Re: Level of Unicode support required for various languages

From: Andrew West (andrewcwest@gmail.com)
Date: Thu Oct 25 2007 - 12:13:49 CDT

  • Next message: Eric Muller: "Re: Level of Unicode support required for various languages"

    On 25/10/2007, Peter Constable <petercon@microsoft.com> wrote:
    >
    > I wonder if you could elaborate. We hear that CJK users typically use well under 10K characters, and for years there have been implementations using character sets that didn't include any of the Plane 2 characters and that, evidently, were adequate for lots of usage. So, it's not obvious that Plane 2 characters would be needed in all application scenarios. (Of course, Tim hasn't really said much about his application scenario.) I do note that the II Core set includes 22 Plane 2 characters; are these the characters you had in mind?

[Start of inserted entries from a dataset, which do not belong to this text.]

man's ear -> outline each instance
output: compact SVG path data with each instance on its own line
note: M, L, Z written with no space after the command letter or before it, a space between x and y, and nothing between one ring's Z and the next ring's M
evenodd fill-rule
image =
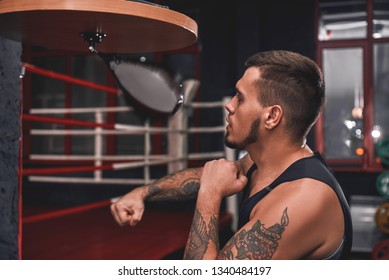
M272 130L275 127L277 127L281 122L281 119L284 115L284 111L279 105L269 106L267 110L268 112L265 115L266 116L265 127L267 129Z

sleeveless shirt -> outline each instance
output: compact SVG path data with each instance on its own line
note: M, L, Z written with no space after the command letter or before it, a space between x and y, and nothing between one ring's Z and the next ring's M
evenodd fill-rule
M267 194L269 194L277 186L285 182L290 182L302 178L311 178L327 184L335 191L343 211L345 229L343 242L339 246L337 251L331 256L329 256L327 259L345 259L348 257L348 254L351 251L353 238L350 209L338 181L330 172L327 164L325 163L320 153L315 152L314 155L310 157L301 158L295 161L269 186L255 193L251 197L248 197L250 191L249 186L251 181L251 175L256 169L257 166L254 163L246 174L248 178L248 183L243 190L242 201L239 210L238 228L243 227L250 220L250 213L255 207L255 205L257 205ZM323 210L325 211L325 209Z

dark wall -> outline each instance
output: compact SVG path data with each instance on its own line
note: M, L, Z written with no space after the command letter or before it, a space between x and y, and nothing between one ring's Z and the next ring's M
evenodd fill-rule
M0 259L18 258L21 45L0 38Z

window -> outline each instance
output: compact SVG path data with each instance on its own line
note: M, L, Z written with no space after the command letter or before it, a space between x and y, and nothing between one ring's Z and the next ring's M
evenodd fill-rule
M334 169L379 171L376 143L389 137L389 1L317 3L326 82L317 147Z

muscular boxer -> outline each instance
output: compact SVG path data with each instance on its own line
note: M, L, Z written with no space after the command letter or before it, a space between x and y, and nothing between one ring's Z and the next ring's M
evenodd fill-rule
M253 55L226 104L225 144L241 160L210 161L134 189L112 204L120 225L136 225L144 200L197 195L185 259L339 259L351 249L342 189L319 153L305 144L324 103L324 79L307 57ZM223 198L243 192L238 231L220 248Z

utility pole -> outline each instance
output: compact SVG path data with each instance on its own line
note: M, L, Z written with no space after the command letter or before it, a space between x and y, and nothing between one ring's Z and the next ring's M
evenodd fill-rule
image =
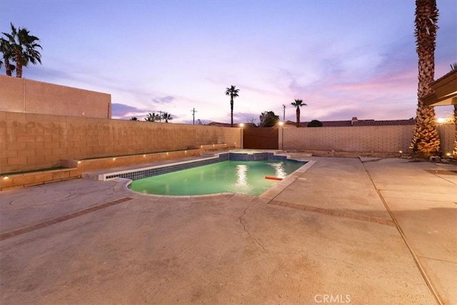
M195 108L191 110L191 112L192 113L192 125L195 125L195 113L196 111L197 111L195 110Z

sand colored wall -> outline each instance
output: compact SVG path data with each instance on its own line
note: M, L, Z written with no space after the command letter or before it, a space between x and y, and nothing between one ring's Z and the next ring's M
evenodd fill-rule
M0 75L0 111L110 119L111 96Z
M413 126L284 129L284 149L408 151ZM281 133L281 132L280 132ZM279 146L281 147L281 143Z
M440 134L443 153L452 154L454 146L456 125L454 124L440 124L438 126L438 131Z
M196 149L240 147L241 129L0 111L0 173L84 159Z
M363 152L410 152L413 125L286 128L283 149ZM443 153L451 152L454 125L438 126ZM282 133L279 131L279 148Z

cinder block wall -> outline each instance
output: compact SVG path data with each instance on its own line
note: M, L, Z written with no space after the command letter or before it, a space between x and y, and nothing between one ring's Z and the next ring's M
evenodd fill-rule
M0 172L59 166L63 159L146 154L227 143L239 128L0 111Z
M0 111L111 119L111 94L0 75Z
M443 148L443 153L452 154L454 147L456 125L453 124L438 125L438 131L440 134L441 147Z
M406 152L413 128L413 126L288 128L284 129L283 147L286 150Z

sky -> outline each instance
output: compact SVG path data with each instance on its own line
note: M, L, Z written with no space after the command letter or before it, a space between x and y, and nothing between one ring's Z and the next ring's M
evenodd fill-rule
M457 61L457 1L439 10L435 79ZM1 0L40 39L23 77L111 95L112 118L167 112L173 123L416 116L414 0ZM4 74L4 68L0 70ZM452 106L436 108L438 117Z

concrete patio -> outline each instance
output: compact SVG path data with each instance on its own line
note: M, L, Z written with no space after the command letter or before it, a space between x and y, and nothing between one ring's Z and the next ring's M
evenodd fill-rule
M457 166L296 156L260 196L0 192L0 303L457 304Z

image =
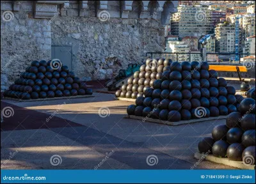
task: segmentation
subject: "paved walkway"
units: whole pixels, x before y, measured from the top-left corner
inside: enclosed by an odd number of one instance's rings
[[[126,107],[132,102],[115,100],[111,94],[94,95],[2,100],[1,109],[11,107],[14,114],[1,125],[1,169],[189,169],[198,161],[193,154],[198,141],[225,124],[217,120],[170,126],[126,119]],[[61,164],[51,164],[54,155],[61,157]],[[147,162],[150,155],[157,164]],[[195,169],[232,168],[203,161]]]

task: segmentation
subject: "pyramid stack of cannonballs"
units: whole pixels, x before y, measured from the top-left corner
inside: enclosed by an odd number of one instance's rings
[[[124,84],[116,91],[116,97],[133,98],[143,96],[146,89],[153,86],[154,82],[161,79],[163,72],[170,71],[171,59],[148,59],[146,65],[135,72],[133,76],[128,79],[127,84]]]
[[[129,115],[179,121],[237,111],[243,96],[236,95],[235,88],[215,70],[209,70],[207,62],[170,62],[164,67],[170,70],[156,73],[150,88],[144,88],[136,105],[128,107]]]
[[[5,97],[22,100],[92,95],[92,89],[76,77],[59,59],[33,61],[5,91]]]
[[[210,152],[217,157],[255,164],[255,100],[244,98],[239,111],[228,116],[226,125],[216,126],[212,137],[199,142],[200,153]]]

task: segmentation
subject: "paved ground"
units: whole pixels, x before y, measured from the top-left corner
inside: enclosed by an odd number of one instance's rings
[[[216,120],[170,126],[126,119],[126,107],[132,102],[115,100],[111,94],[94,95],[46,102],[2,100],[1,109],[11,107],[14,113],[1,125],[1,169],[190,169],[198,161],[193,154],[200,139],[225,124]],[[61,164],[51,164],[54,155],[61,157]],[[147,163],[151,155],[158,160],[153,166]],[[234,168],[203,161],[195,169]]]

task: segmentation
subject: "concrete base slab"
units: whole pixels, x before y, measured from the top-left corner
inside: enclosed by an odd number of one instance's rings
[[[135,102],[136,99],[118,97],[116,100]]]
[[[195,153],[195,158],[196,159],[202,159],[205,157],[205,160],[209,160],[214,163],[221,164],[226,165],[241,169],[255,169],[255,165],[246,165],[241,161],[233,161],[229,160],[228,158],[219,158],[213,156],[212,155],[205,155],[198,152]]]
[[[125,118],[140,119],[140,120],[142,120],[143,121],[147,121],[149,122],[156,123],[159,123],[159,124],[177,126],[177,125],[182,125],[182,124],[189,124],[189,123],[198,123],[198,122],[202,122],[202,121],[205,121],[226,119],[227,117],[227,116],[220,116],[218,117],[209,117],[207,118],[200,118],[200,119],[196,119],[184,120],[184,121],[180,121],[178,122],[171,122],[171,121],[163,121],[161,119],[156,119],[145,118],[145,117],[141,117],[141,116],[132,116],[132,115],[127,115]]]
[[[60,100],[60,99],[67,99],[67,98],[89,98],[89,97],[95,97],[95,96],[93,96],[93,95],[77,95],[77,96],[61,96],[61,97],[30,99],[30,100],[22,100],[22,99],[4,97],[4,98],[3,98],[3,100],[10,100],[18,101],[20,102],[25,102],[47,101],[47,100]]]

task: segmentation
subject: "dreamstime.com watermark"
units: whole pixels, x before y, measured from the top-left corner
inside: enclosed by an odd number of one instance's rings
[[[18,150],[16,150],[13,153],[10,152],[10,155],[8,159],[3,162],[1,162],[2,163],[1,164],[1,167],[2,168],[3,166],[7,164],[17,155],[17,153],[18,153]]]
[[[201,156],[200,158],[191,167],[190,169],[193,170],[194,169],[195,167],[196,167],[197,166],[198,166],[199,164],[204,160],[204,159],[205,159],[206,156],[207,156],[209,154],[211,153],[211,151],[208,150],[205,153],[203,154],[203,155]]]
[[[107,159],[109,158],[114,153],[115,153],[114,150],[112,150],[109,153],[108,153],[108,152],[106,153],[105,157],[101,160],[101,162],[100,163],[99,163],[98,165],[94,166],[94,170],[97,170],[99,168],[100,168],[101,167],[101,165],[102,165],[104,163],[105,163],[105,162],[107,160]]]
[[[242,121],[243,119],[244,119],[248,114],[251,114],[251,112],[252,112],[254,109],[255,109],[255,104],[250,104],[250,109],[249,111],[246,111],[245,114],[238,119],[239,122]]]
[[[143,119],[142,121],[145,122],[145,121],[147,120],[147,119],[149,118],[150,117],[150,116],[155,112],[155,111],[156,109],[157,109],[158,108],[159,108],[161,107],[161,105],[163,104],[162,102],[160,102],[160,103],[158,103],[157,105],[154,104],[154,106],[155,107],[154,107],[153,110],[151,111],[147,115],[146,117],[145,117]]]
[[[61,105],[58,105],[58,108],[54,112],[53,112],[52,114],[51,114],[50,116],[49,116],[47,118],[46,118],[45,121],[49,122],[53,117],[55,116],[55,115],[59,112],[60,110],[61,110],[62,108],[63,108],[63,106],[66,105],[66,102],[64,102],[63,104]]]
[[[18,180],[46,180],[46,177],[45,176],[28,176],[27,174],[25,174],[22,176],[3,176],[3,180],[9,181],[18,181]]]
[[[150,155],[147,157],[146,159],[147,164],[149,166],[153,166],[157,165],[158,164],[158,157],[155,155]]]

In what scenarios is it important to support them?

    62 according to <http://www.cse.cuhk.edu.hk/~irg/irg/IICore/IICore.htm>

    Offhand I don't really recognise any of them, but maybe they are
    mostly used in the barbarian southern dialect.

    On the other hand, there are a few characters not in the IICORE set
    but which are commonly used in colloquial Mandarin that are in the
    SIP, such as U+24B62 𤭢 cei4 "to break".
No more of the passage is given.